The red island carries a historical and political subject, delicately intertwined with the family chronicle part. The more political side of the film is especially present in its last part.

When I left Madagascar and came back to France, I was still small, I obviously had no awareness of colonialism. However, even though I had nostalgia for this lost paradise, I felt that we had been an anomaly in this country. (…)

And if I made this film it is precisely to update the backstage of this nostalgia. To lay bare the silent violence of an apparently peaceful daily life, yet charged with the echoes of the 1947 repression.

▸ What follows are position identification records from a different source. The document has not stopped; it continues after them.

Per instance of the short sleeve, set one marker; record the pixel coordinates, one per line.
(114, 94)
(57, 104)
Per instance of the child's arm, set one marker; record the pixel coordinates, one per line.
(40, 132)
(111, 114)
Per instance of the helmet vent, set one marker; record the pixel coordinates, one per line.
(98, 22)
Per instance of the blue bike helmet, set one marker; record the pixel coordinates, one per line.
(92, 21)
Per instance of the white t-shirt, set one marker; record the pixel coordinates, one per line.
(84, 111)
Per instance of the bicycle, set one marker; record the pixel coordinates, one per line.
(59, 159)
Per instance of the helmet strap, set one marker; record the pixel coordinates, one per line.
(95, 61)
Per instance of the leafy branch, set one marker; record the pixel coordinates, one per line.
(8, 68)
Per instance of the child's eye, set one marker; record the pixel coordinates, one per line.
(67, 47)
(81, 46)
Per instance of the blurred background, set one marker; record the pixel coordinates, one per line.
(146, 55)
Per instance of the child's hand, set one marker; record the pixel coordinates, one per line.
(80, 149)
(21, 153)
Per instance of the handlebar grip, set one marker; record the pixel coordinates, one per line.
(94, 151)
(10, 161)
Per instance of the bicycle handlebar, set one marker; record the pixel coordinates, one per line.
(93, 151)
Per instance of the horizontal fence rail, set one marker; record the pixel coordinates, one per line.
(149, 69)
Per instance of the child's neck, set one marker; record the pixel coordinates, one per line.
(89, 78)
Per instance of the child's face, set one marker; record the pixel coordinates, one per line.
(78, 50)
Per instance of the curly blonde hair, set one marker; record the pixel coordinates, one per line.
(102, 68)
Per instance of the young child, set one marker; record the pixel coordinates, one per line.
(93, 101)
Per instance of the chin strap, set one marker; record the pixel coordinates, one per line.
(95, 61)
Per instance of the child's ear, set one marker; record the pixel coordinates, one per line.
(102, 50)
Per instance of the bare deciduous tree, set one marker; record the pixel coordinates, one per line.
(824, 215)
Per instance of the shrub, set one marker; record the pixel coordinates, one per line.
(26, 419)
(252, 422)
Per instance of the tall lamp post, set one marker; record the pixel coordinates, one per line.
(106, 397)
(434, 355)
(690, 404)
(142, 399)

Because this lost paradise was above all a stolen paradise. (…) We stole the happiness of living on this island. While our presence in this country had a very simple reason: France wanted to keep a strategic place in the Indian Ocean.“.

The cast shows us Nadia Tereszkiewicz, César for Female Revelation at the last César ceremony (for The Almond Trees by Valeria Bruni Tedeschi), and Quim Gutiérrez (seen recently in Un an, une nuit). Special mentions also for Amely Rakotoarimalala, Hugues Delamarlière, Sophie Guillemin and David Serero.

Note that L’île rouge is produced by the co-producer of Anatomy of a Fall, Palme d’or 2023: Marie-Ange Luciani (Les Films de Pierre).